Alert Adelphia Internet did customers a timely service

Wednesday, September 9, 2009

Adelphia Communications Corp. doesn't often win praise on these pages, but this time the cable TV giant that serves Colorado Springs deserves some kudos for good service.

When Excite@Home shut down its Internet service last week, Adelphia was ahead of its cable industry competitors in making sure customers didn't lose their cable-modem Internet access for long. Most Adelphia customers suffered only a short disruption in their Internet service.

About 7,500 Springs residents get high-speed Internet access from Adelphia through their cable television line. The service was actually provided through Excite under a deal Century Communications Corp. made before it was acquired by Adelphia in 1999.

Adelphia, a nationwide firm based in Pennsylvania, began planning for the worst in August when Excite sought U.S. Bankruptcy Court protection from its creditors. Adelphia already operated its own Internet service called Power Link, so it began developing detailed plans to move its Excite customers over to it.

AT&T Corp., which owns 23 percent of Excite, bid $307 million to acquire the rest of the company, but creditors protested that they wanted more. They won a ruling last month to cut off Excite service to AT&T's 850,000 customers, including many in the Denver and Boulder areas whose cable provider is AT&T Broadband.

Those customers now have to wait up to three weeks to get reconnected by AT&T. In today's get-it-done-today culture, three weeks without the Internet is an eternity - especially in a home with children. You have to assume that anyone affected would sign up with a competing high-speed Internet service, either though satellite TV or telephone companies.
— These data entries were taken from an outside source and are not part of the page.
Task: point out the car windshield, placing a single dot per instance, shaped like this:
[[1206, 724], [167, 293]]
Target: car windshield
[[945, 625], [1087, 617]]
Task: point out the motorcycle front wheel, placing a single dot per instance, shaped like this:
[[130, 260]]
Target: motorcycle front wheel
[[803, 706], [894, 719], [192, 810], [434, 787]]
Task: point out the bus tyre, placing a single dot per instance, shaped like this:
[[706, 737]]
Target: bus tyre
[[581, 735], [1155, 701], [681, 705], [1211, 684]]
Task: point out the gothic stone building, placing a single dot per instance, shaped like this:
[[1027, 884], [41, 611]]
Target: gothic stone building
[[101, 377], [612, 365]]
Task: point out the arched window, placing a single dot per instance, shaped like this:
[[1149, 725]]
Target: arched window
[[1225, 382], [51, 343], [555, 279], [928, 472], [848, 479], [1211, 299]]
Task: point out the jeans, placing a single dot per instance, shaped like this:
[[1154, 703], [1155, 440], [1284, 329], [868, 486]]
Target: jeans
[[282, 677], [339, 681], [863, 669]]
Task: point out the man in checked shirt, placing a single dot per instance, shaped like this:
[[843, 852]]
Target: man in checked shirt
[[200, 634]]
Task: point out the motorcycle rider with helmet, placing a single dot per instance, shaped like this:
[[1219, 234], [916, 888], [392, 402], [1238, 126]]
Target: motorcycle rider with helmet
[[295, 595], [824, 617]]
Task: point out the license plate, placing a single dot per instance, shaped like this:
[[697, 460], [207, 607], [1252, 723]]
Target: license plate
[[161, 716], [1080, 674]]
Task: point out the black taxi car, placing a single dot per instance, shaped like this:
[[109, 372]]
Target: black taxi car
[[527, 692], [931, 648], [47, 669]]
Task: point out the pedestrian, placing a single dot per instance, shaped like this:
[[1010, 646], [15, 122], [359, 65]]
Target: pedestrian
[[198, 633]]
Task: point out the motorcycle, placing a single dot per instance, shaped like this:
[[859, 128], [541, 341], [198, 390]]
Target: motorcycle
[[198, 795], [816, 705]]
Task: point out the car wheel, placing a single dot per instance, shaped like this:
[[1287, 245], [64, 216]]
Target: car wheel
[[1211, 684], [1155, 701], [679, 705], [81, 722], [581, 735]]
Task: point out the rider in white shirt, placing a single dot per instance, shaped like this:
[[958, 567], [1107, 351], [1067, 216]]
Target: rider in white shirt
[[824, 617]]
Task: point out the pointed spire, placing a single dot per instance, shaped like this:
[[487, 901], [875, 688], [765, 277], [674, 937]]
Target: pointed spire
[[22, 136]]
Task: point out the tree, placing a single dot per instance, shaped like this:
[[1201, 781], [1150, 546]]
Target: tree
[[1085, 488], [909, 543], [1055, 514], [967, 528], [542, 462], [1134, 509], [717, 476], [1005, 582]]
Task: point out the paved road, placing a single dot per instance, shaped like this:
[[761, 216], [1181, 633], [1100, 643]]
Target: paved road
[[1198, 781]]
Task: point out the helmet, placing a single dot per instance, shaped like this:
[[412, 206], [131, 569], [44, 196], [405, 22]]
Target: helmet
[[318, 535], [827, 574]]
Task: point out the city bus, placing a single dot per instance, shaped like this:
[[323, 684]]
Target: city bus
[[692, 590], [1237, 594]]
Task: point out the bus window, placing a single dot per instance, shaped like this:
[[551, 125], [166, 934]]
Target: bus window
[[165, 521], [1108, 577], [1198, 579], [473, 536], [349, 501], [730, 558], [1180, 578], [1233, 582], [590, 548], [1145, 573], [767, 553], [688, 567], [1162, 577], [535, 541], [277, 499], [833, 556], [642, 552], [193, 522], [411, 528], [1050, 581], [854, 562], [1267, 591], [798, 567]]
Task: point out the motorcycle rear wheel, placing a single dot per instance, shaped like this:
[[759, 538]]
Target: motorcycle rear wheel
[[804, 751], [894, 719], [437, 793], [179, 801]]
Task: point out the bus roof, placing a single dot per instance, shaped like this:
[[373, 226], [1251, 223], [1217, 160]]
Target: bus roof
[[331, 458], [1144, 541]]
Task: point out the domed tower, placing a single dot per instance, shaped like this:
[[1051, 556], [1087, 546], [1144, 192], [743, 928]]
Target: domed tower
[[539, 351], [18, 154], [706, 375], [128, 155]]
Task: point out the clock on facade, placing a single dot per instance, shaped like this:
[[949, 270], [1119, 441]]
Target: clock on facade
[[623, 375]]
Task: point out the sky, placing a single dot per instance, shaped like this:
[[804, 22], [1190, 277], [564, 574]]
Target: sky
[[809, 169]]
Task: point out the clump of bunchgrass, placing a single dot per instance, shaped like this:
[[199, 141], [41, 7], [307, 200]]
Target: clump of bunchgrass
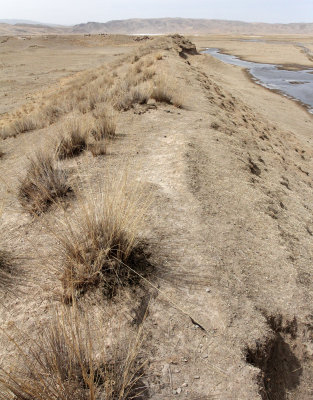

Admittedly, Adelphia's switchover wasn't flawless - it mailed customers the wrong software needed to connect to Power Link. That meant customers either had to download the correct software themselves from the Web (hard to do when your service provider has gone down), or pick up a new CD with the correct software at Adelphia's office.

But Adelphia extended its local office hours every night last week for customers who needed to pick up the CD. The company also put its entire 35-person Power Link technical support staff on standby to immediately respond to customers who needed assistance.

This is not to say that Adelphia is perfect. Customers sometimes must endure lengthy waits to reach customer service personnel. The company also will anger customers next month by shuffling its cable TV channel lineup for the second time in less than a year.

But remember, in Colorado Springs, Adelphia has no real competition for cable TV, because satellite TV providers have yet to offer local channels.

The difference in Internet service, on the other hand, stems directly from competition. Here, Adelphia is hardly the only game in town, so offering quality service is essential to keeping customers.

Let's hope that with the company's other products - long-distance telephone service, paging and eventually local phone service - competition will make customer service as critical a priority.